If you are someone who procrastinates a lot, like me, then there comes a time where it gets out of hand and you need to get some work done. Whether it is a last minute assignment, work project or you just want to build something useful then these tips will help you out. These aren’t mine, just a list that I want to share with you guys that will no doubt help you improve your self improvement goals. It may be a little bit rough, but the message is awesome! Enjoy.
Kill Your Procrastination
1) Structure your time. By scheduling your daily activities, you provide a motivation to be present and diligent for your responsibilities. Plus, this will discourage the huge, unhealthy blocks of surf time that arise when you don’t plan your time out ahead. As far as skill acquisition like studying goes, I recommend time management methods like the Pomodoro Technique to give your brain a healthy routine length. You may also want to invest in a timer, or a program that acts like one, so you can monitor how much time you’re actually spending plugged in, and hold yourself accountable for it in the future.
This tip also extends to structuring your sleep schedule. I assume you’re in college, and there’s always fun stuff like parties and dorm CoD seshes and recreational drug use happening at any given time in college. Even if not, there’s always the internet. Learn to pull the plug, even when you don’t feel like you want to stop, and get your 6-8 hours a night. It does wonders for your self-control, self-image, and your presence in real life as opposed to inside your head.
2) Figure out why you procrastinate. Procrastination is a type of experiential avoidance that causes itself through an unwillingness to feel uncomfortable emotions, or be in unpleasant situations, even at personal detriment. I personally was an internet/League of Legends addict because I wanted to avoid confronting my anxiety, low self-esteem, and feelings of helplessness, and losing myself in my laptop provided an avenue where I could feel ‘in control’. It’s different for everyone, but this attitude is rather common nowadays. You owe it to yourself to be honest about what it is you’re procrastinating from, and why you fell into the habit. It may take some reflection.
3) Learn to tolerate, or even enjoy, putting time and effort into your work. Many people have been conditioned into believing that truly intelligent people don’t need to work hard at what they do. I was one, and since I breezed through my AP science courses in high school, I deluded myself into thinking I didn’t need to study for anything, and that cramming was enough. Then college-level Organic Chemistry came along and punched me in the face.
You may, presently, also believe that you are smart enough not to study. Don’t kid yourself anymore. That’s your brain talking, spoiled by lack of discipline and fattened up on trivia that it’ll never need to use, trying to sweet-talk you into not eating broccoli and having ice cream instead. You’ve got to be a tough-love parent, and make sure your kid eats his vegetables.

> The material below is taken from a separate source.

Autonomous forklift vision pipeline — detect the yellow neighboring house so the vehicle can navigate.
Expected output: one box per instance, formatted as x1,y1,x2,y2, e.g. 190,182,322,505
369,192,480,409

4) Incentivize your productivity. You are your own RPG hero. Procrastinators have a problem with delaying gratification. Technology addicts, specifically, are driven to surf by the easy ‘accomplishment’ feeling from learning tidbits of Avatar or My Little Pony trivia, or perfecting their last-hitting in LoL, or racking up no-scopes in CoD. This is an easier way for your brain to create and savor small hits of dopamine than confronting real-life responsibilities -responsibilities that are harder, more time-consuming, and that give less obvious, more ambiguous rewards.
You can combat this addiction by substituting it. Many recovering procrastinators come to see themselves as their own RPG player-character, their own Tamagotchi or Sim or Pocket Pikachu. Doing practice problems? EXP into your INT stat. Gym time? Boosting your STR. Going to networking events for your major, socializing with professionals in your desired career? Major levels in Charisma, with points into a possible class change in the future.
Personally, I’m not totally absorbed into that style of discipline. But I did borrow an idea from the Pomodoro Technique and DDR, which is combo chains. Every day that I accomplish a general task (studying, exercise, writing in a journal, not looking at porn, etc.) is a link on the chain I drew on my whiteboard, while missing a day erases the chain. I want those suckers to get too long to fit on the board.
The main thing about this mindset is that you need to invest in your personal development in terms that your tech-addicted brain is already familiar with. Think about this – if you were playing the Sims, and your Sim self needed to go to work but was playing computer games instead, would you let him stay at his laptop? HELL NO.
5) You are not going to like the change in lifestyle. It is going to feel like shit. Accept it and power through it anyway. The emotions that an addict suffers through while quitting are sweet siren calls, seductively beseeching you to slam your ship into the rocks. Your brain is used to the habits. It likes the habits. It doesn’t want you to stop. It will present you with thoughts that tempt you to break your combo and forsake your willpower.
You are not your habits. You are not your thoughts. They are the many drops of water in the ocean that you are sailing in. The waters may be stormy and fickle, and may, without the force of your will, push you into shipwreck after shipwreck. It may seem easier just to let your ship be tossed wherever the follies of your brain take it. But it is your duty to captain your ship, especially in harder waters, and wrest yourself back on course with gritted teeth and the knowledge that you are stronger than the storm.